Data lakes sound simple: Pool data or information into a Big Data system that combines processing speed with storage — a Hadoop cluster or an in-memory solution — so the business can access it for new insight. As with so much in technology, though, the reality is much more challenging than the dream.
Part of that is a misunderstanding of what a data lake should be, said the man who coined the term, Pentaho founder and CTO James Dixon. He never intended data lakes to describe a huge Hadoop repository that pulled data from all enterprise applications.
“When people ask what a data lake is, I tell them it’s what you used to have on tape. Take what you have on tape and pour it into a data lake and start exploring that data,” Dixon said. “Our story was always only put into Hadoop what you need to; if you want to combine information from the data lake with information in your CRM system, well just do a join, do that blending of data only when you need to.”
Despite Dixon’s intentions, the term took on a broader meaning with bigger promises. Folks began viewing Big Data lakes as a way to solve integration headaches by bringing all data into one super-fast, easy-to-access repository.
Instead, the repositories turned into slow and unyielding data swamps. Big Data required special expertise to analyze. The conclusions that resulted from using raw data raised red flags about data quality and governance.
“Everybody wanted to look at a data lake as the silver bullet for IT. Has there ever been one? I’m still waiting,” said Nick Heudecker, who researches data management for Gartner’s IT Leaders (ITL) Data and Analytics group. “I think once you get beyond that discovery phase, you need to do more. Data lakes, that same infrastructure can help, but you need to go into more of a professional information management world once you used that data to answer the questions that you generated.”
So given the reality of data lakes, how can you utilize them to your organization’s advantage? Experts say there are four key data lake best practices:
To build a successful data lake, enterprises need to throw out the idea that data lakes will allow you to collect all your data in one place. It’s also important to understand that data lakes are not a replacement for enterprise data management systems and practices — at least, not given the current state of Big Data technology.
“Organizations are still talking about data lakes but they’re also recognizing that all lakes are not equal,” said Jack Norris, senior VP of Data and Applications with MapR. “There’s a certain amount of capabilities you need or we’ve heard people talk about data swamps, where it’s hard to get data to flow out or in, it’s just stagnating there.”

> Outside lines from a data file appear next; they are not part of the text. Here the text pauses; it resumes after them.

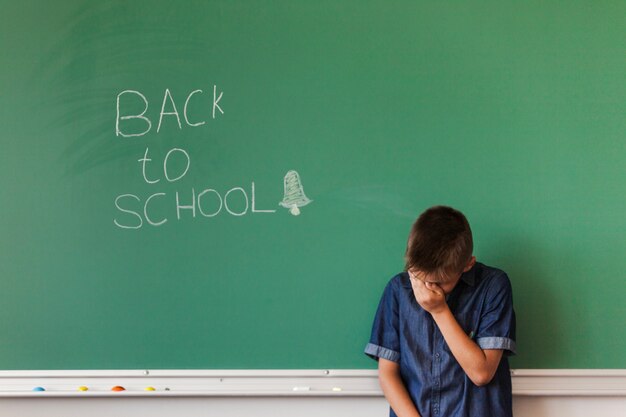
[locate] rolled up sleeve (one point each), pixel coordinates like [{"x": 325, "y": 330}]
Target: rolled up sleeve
[
  {"x": 497, "y": 322},
  {"x": 384, "y": 340}
]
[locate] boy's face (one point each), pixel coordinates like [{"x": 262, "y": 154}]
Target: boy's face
[{"x": 446, "y": 283}]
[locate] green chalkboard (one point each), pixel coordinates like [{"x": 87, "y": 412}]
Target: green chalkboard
[{"x": 154, "y": 153}]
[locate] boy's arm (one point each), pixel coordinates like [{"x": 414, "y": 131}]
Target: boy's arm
[
  {"x": 394, "y": 389},
  {"x": 479, "y": 365}
]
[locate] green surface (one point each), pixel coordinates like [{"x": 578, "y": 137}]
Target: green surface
[{"x": 512, "y": 112}]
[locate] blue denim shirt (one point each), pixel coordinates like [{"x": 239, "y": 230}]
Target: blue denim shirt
[{"x": 405, "y": 333}]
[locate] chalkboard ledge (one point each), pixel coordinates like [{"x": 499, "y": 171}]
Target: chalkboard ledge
[{"x": 280, "y": 383}]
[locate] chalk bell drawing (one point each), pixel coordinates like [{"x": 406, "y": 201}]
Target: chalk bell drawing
[{"x": 294, "y": 197}]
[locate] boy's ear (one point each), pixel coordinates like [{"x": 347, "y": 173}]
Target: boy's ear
[{"x": 470, "y": 264}]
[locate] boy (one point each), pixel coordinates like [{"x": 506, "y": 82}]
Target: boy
[{"x": 444, "y": 328}]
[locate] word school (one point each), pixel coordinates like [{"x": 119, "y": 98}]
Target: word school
[{"x": 207, "y": 203}]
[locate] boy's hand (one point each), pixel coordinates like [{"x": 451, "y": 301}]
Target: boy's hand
[{"x": 428, "y": 295}]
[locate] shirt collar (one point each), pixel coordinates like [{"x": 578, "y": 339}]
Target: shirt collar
[{"x": 469, "y": 277}]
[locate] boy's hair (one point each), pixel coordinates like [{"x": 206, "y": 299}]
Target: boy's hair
[{"x": 440, "y": 243}]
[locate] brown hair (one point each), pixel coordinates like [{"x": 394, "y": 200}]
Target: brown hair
[{"x": 440, "y": 242}]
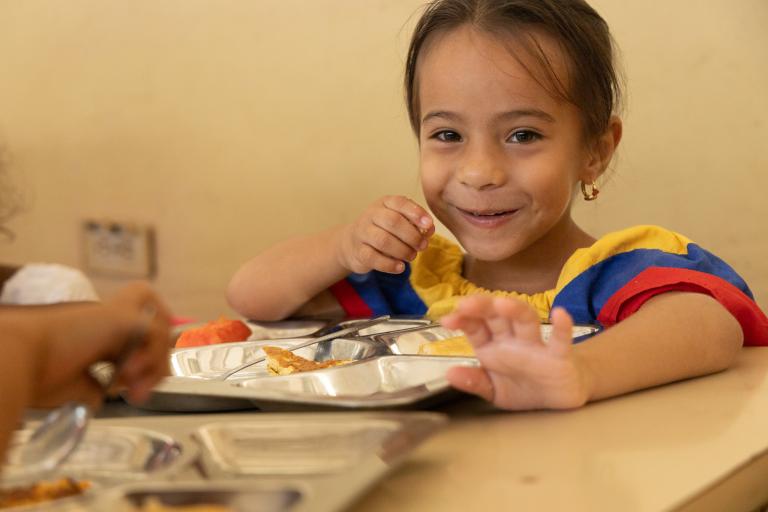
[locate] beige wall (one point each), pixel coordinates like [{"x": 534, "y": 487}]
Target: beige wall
[{"x": 229, "y": 125}]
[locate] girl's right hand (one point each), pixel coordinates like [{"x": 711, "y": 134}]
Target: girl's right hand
[{"x": 390, "y": 232}]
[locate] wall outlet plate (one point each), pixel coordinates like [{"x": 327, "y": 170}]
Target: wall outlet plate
[{"x": 119, "y": 249}]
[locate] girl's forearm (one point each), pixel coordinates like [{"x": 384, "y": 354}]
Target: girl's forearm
[
  {"x": 674, "y": 336},
  {"x": 277, "y": 282},
  {"x": 18, "y": 368}
]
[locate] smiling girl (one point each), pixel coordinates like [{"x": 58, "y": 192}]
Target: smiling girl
[{"x": 514, "y": 104}]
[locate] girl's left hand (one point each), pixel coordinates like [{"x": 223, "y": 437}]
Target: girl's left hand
[{"x": 519, "y": 370}]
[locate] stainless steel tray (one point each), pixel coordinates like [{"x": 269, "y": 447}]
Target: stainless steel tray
[
  {"x": 391, "y": 325},
  {"x": 382, "y": 382},
  {"x": 407, "y": 342},
  {"x": 210, "y": 361},
  {"x": 231, "y": 473},
  {"x": 107, "y": 456},
  {"x": 267, "y": 330}
]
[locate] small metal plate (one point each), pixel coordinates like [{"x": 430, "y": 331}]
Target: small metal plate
[
  {"x": 236, "y": 497},
  {"x": 312, "y": 447},
  {"x": 109, "y": 454}
]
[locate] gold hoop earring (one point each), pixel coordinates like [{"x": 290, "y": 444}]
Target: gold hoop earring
[{"x": 589, "y": 195}]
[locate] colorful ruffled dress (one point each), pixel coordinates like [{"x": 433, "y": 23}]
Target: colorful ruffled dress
[{"x": 599, "y": 285}]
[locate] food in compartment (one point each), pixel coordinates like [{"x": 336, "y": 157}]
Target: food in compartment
[
  {"x": 284, "y": 362},
  {"x": 155, "y": 505},
  {"x": 456, "y": 346},
  {"x": 222, "y": 330},
  {"x": 41, "y": 492}
]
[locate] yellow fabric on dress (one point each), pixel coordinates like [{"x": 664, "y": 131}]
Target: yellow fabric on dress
[{"x": 436, "y": 273}]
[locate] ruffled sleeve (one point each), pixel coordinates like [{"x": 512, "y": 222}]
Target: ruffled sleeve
[{"x": 611, "y": 280}]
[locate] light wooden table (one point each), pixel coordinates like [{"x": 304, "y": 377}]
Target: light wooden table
[{"x": 701, "y": 444}]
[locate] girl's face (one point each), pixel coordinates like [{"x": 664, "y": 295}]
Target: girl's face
[{"x": 499, "y": 155}]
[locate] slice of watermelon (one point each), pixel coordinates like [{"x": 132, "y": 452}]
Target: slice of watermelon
[{"x": 222, "y": 330}]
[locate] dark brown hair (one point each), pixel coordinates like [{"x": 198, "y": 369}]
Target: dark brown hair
[{"x": 593, "y": 83}]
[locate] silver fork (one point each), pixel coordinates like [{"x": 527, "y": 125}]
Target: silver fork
[{"x": 332, "y": 336}]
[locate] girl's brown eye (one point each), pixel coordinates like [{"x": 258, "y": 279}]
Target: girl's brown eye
[
  {"x": 447, "y": 136},
  {"x": 524, "y": 136}
]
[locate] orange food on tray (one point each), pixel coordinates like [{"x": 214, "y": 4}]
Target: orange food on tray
[
  {"x": 41, "y": 492},
  {"x": 222, "y": 330}
]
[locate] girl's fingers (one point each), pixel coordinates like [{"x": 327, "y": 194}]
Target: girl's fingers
[
  {"x": 499, "y": 323},
  {"x": 417, "y": 215},
  {"x": 561, "y": 340},
  {"x": 383, "y": 240},
  {"x": 476, "y": 329},
  {"x": 399, "y": 227},
  {"x": 525, "y": 321},
  {"x": 471, "y": 380},
  {"x": 371, "y": 258}
]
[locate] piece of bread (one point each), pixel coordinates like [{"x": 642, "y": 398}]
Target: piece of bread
[
  {"x": 284, "y": 362},
  {"x": 222, "y": 330},
  {"x": 457, "y": 346}
]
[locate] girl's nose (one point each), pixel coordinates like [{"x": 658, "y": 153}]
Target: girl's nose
[{"x": 482, "y": 169}]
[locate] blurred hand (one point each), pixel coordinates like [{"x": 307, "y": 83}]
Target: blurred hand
[
  {"x": 76, "y": 336},
  {"x": 390, "y": 232},
  {"x": 519, "y": 371}
]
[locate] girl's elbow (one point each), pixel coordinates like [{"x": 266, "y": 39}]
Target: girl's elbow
[{"x": 730, "y": 343}]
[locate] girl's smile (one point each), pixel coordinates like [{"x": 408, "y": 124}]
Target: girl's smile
[{"x": 487, "y": 219}]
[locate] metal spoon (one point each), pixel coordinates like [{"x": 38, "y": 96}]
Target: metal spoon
[
  {"x": 50, "y": 444},
  {"x": 54, "y": 440},
  {"x": 313, "y": 341}
]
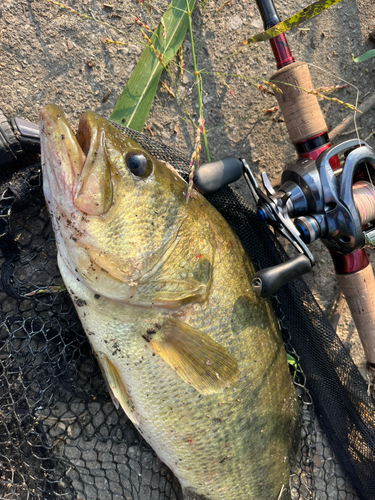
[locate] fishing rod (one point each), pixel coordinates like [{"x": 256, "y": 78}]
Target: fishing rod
[{"x": 327, "y": 194}]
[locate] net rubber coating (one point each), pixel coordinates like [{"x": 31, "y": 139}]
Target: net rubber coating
[
  {"x": 301, "y": 111},
  {"x": 61, "y": 438},
  {"x": 359, "y": 291}
]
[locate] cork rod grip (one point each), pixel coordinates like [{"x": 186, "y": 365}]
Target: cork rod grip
[
  {"x": 301, "y": 111},
  {"x": 359, "y": 291}
]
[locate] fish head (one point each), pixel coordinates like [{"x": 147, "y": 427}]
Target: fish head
[{"x": 116, "y": 211}]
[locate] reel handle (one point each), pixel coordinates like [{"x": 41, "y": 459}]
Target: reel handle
[
  {"x": 267, "y": 281},
  {"x": 210, "y": 177}
]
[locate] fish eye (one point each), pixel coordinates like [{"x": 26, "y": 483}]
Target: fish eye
[{"x": 138, "y": 164}]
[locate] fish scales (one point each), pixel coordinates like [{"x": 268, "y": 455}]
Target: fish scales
[{"x": 163, "y": 290}]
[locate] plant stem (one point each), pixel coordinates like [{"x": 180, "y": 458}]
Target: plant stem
[{"x": 198, "y": 83}]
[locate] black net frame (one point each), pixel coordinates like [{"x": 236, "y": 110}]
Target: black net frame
[{"x": 52, "y": 395}]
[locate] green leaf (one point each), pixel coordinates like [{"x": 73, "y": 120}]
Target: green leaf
[
  {"x": 134, "y": 103},
  {"x": 365, "y": 56},
  {"x": 304, "y": 15}
]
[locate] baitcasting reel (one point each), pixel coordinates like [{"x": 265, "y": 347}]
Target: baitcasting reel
[{"x": 314, "y": 201}]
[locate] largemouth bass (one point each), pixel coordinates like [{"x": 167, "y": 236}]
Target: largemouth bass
[{"x": 163, "y": 290}]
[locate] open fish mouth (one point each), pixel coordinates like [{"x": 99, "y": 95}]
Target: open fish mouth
[{"x": 78, "y": 165}]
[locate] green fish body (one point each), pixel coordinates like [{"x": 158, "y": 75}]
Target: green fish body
[{"x": 163, "y": 290}]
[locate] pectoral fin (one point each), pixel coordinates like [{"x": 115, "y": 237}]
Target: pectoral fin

Given that the data lake didn’t work out as planned, is it still viable? Yes, provided you understand its limits, experts say.
“I have a pretty scoped view – I don’t want to say narrow – but a very scoped view of what a data lake is,” Heudecker said. “To me, it’s a data science sandbox. It’s where you play with data and you try to find new insights. Once you’ve found that new insight, does it make sense to leave data in its raw format? I would argue that it doesn’t because you now need to optimize the data. You need to insure that it’s governed, that it’s semantically consistent, that it will meet the needs of the business consumers so to me the data lake is a lab. And you can do other things with it but for me, when I’m advising clients that’s how I try to advise them to think about their data lake.”
That isn’t as limiting as it may sound. For instance, Heudecker notes enterprises use data lakes to extract insight from Internet of Things deployments.